El verdadero misterio es uno indescifrable: ¿¡Cómo cuidaban semejantes
cabelleras!? Cuántos litros por lavado, qué productos para mantenerlos sanos y
lustrosos, cómo manejaban el peso sobre los hombros (y sobre los hombres), y
probablemente el olor. Se sabe, eso sí, que cada una tenía una doméstica
personal, encargada de cepillar y desenredar cada noche…
Sus excentricidades, por
cierto, a la orden del día. En una edición de 1982 de la revista Yankee,
advierte un artículo que “sus mascotas eran tratadas como realeza, con armarios
de invierno y de verano, y grandes funerales y obituarios en los periódicos
locales. Los caballos del carruaje estaban calzados en oro. Y las hermanas
patrocinaron muchas galas sociales para los vecinos, incluyendo a menudo fuegos
artificiales. Para mantener su impresionante sistema de agua corriente, un
sirviente tenía que llenar un tanque en el ático con agua todos los días”.
Cuando murió Sarah, una de las hermanas líderes, otra vez sopa: la familia se
resistió a enterrarla, manteniendo el cuerpo durante ¡demasiados! días en el
hogar.
Mary |
Una tras otra fueron muriendo -una costumbre que suele tener la gente-,
pero lo que mató a la empresita fueron las flappers con sus bobs a la moda, y
la tendencia pelicorti que dejó a las últimas sumidas en la pobreza.

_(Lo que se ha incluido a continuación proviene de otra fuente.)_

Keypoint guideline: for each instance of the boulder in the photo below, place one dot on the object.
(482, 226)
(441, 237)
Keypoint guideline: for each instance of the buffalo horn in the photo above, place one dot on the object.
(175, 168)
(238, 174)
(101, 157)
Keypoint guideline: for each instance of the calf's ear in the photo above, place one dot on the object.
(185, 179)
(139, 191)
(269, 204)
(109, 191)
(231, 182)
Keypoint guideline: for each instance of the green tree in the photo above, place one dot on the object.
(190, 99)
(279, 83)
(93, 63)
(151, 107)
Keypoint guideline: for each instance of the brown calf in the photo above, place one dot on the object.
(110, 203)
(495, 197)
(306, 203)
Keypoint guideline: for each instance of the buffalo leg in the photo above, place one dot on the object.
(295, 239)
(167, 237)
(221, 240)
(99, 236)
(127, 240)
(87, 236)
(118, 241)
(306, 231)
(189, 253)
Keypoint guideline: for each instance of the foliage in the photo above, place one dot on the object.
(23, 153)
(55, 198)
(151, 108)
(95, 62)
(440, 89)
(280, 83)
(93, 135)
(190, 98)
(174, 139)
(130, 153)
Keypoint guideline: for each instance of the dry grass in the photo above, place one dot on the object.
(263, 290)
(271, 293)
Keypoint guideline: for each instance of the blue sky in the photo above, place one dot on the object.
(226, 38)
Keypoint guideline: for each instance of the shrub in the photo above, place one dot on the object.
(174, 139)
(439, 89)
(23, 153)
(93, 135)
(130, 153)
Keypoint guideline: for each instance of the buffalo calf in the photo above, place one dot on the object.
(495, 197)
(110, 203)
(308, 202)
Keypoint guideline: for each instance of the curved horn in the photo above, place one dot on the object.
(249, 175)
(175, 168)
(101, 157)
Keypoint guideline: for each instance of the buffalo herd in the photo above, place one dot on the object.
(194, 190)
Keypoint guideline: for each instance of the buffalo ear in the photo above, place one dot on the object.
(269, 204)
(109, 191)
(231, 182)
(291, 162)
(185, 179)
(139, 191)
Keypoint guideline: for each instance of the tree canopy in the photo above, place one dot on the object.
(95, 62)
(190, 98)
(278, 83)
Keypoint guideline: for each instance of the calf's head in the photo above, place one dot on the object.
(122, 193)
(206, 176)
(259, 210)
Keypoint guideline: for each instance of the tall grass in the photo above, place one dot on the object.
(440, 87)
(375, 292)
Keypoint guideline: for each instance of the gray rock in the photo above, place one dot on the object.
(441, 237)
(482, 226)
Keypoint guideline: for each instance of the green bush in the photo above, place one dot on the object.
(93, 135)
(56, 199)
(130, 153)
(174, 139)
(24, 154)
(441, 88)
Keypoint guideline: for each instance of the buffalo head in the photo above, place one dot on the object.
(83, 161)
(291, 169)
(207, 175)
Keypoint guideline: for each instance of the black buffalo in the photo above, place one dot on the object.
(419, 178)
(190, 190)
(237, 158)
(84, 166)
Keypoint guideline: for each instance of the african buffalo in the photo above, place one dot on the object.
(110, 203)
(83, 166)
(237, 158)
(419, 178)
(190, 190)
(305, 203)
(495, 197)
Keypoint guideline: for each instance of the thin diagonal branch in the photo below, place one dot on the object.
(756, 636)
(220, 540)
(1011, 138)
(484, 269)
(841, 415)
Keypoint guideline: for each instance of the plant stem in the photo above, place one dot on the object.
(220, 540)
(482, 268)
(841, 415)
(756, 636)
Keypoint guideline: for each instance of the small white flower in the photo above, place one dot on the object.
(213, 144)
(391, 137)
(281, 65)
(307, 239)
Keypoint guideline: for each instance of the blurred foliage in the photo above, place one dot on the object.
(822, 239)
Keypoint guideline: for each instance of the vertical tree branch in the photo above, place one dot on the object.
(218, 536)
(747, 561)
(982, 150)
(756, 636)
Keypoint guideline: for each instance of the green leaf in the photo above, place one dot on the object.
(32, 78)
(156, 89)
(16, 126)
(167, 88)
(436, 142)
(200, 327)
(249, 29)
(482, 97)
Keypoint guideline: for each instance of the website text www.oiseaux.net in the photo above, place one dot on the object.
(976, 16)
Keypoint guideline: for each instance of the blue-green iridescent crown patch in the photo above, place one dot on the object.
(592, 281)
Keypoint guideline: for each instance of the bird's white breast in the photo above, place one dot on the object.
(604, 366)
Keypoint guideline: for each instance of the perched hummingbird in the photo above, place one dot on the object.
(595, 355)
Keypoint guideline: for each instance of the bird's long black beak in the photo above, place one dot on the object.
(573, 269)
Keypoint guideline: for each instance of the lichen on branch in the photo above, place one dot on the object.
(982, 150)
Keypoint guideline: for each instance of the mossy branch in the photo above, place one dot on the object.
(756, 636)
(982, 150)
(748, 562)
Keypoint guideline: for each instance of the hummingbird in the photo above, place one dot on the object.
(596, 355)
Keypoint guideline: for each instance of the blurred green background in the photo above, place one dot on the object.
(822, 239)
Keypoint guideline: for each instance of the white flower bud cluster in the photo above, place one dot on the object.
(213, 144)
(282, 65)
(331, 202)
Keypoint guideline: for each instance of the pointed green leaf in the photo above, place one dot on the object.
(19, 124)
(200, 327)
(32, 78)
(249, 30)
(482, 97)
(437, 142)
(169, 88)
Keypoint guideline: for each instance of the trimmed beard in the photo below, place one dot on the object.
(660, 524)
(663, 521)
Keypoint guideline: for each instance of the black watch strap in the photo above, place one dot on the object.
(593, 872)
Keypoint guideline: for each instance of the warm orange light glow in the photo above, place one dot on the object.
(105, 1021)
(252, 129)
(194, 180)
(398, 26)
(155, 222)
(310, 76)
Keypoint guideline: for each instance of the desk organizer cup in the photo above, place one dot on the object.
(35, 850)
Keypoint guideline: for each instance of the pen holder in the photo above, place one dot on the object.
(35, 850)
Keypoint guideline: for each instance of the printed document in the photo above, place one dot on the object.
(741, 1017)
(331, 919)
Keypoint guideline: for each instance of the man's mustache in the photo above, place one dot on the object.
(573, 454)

En un
intento desesperado por recobrar algo de la gloria y el dinero perdidos, en la
primavera de 1926, las últimas hermanas supervivientes -Grace, Mary y Dora-
juntaron dinero para una botella de cloroformo y asesinaron a 16 de sus 17
amados gatos. Enjaularon al felino remanente y partieron con él hacia
Hollywood, donde esperaban vender su extraordinaria historia de vida a
productoras cinematográficas. En Los Ángeles, empero, a Dora la atropelló un
coche y murió. Como no tenían cash para darle apropiado entierro, Mary y Grace
ni siquiera reclamaron el cuerpo. Y regresaron a Nueva York, donde se
refugiaron en una única habitación de su hipotecadísimo hogar. Hambrientas,
casi esqueléticas, fueron hospitalizadas contra su voluntad. Mary falleció en
un asilo en 1939 y Grace, en 1946. La mansión fue vendida y los archivos de las
hermanas Sutherland fueron abandonados en el ático. En 1938, su antigua casa y
todos sus recuerdos fueron consumidos en un incendio.
A modo de epílogo, dato
extra: aunque mayormente olvidadas, las hermanas Sutherland tuvieron otros
segundos de gloria en la Bienal de Whitney de 2008 gracias a Cheese,
celebrada pieza videoarte inspirada en su historia, realizada por la argentina
Mika Rottenberg, con residencia en NY. Al respecto, expresó entonces la
artista: "Mis videos emplean clichés acerca de la feminidad, y este en
particular implica asociaciones entre las mujeres, la fertilidad y la tierra
(…) Pero la diversión realmente empieza cuando disecciono los clichés dándolos
vuelta, mostrándolos como realmente son: espeluznantes y extraños".